9. Reabilitar ou sancionar: eficiência económica versus integridade pública
A possibilidade de negociação e reabilitação das empresas constantes da lista negra, mediante cumprimento dos contratos, retoma e conclusão das obras ou devolução dos valores recebidos, expõe um dilema clássico da governação pública. Do ponto de vista económico, pode ser mais racional concluir uma obra já parcialmente paga do que lançar um novo concurso.

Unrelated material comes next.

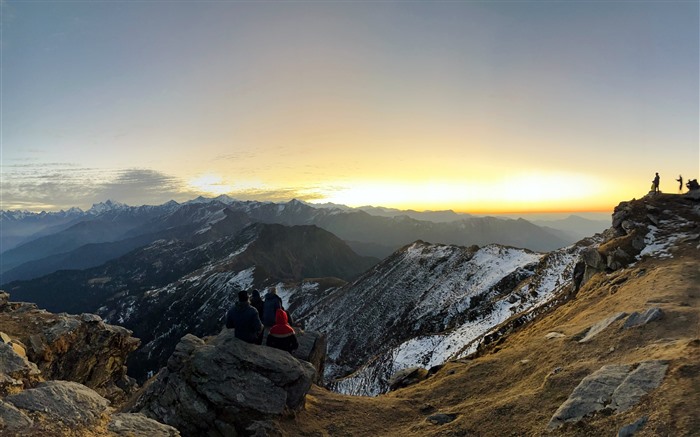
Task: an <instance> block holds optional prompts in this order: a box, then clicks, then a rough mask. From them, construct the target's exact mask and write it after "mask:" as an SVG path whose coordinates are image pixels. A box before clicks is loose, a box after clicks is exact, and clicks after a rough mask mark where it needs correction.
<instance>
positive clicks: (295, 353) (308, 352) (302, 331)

Todavia, do ponto de vista da governação, esta opção só é aceitável se for acompanhada de critérios claros, transparência absoluta e responsabilização efectiva. Caso contrário, corre-se o risco de transformar a excepção numa regra e de institucionalizar a impunidade.
10. Conclusão: Pensar primeiro, governar depois e automatizar com responsabilidade
Como recorda Klitgaard (1998), a corrupção floresce quando coexistem monopólio de poder, discricionariedade excessiva e fraca responsabilização. Angola precisa de inverter a lógica dominante na contratação pública: primeiro, pensar; depois, contratar. Primeiro, governar; depois, automatizar.
A contratação pública é, em última análise, um espelho do Estado. Se a governação for frágil, nenhuma plataforma digital ou inteligência artificial a tornará sólida. Mas se houver pensamento estratégico, instituições fortes, quadros qualificados e ética pública, então a tecnologia cumprirá o seu verdadeiro papel: ser uma ferramenta moderna ao serviço do interesse público e do desenvolvimento sustentável de Angola.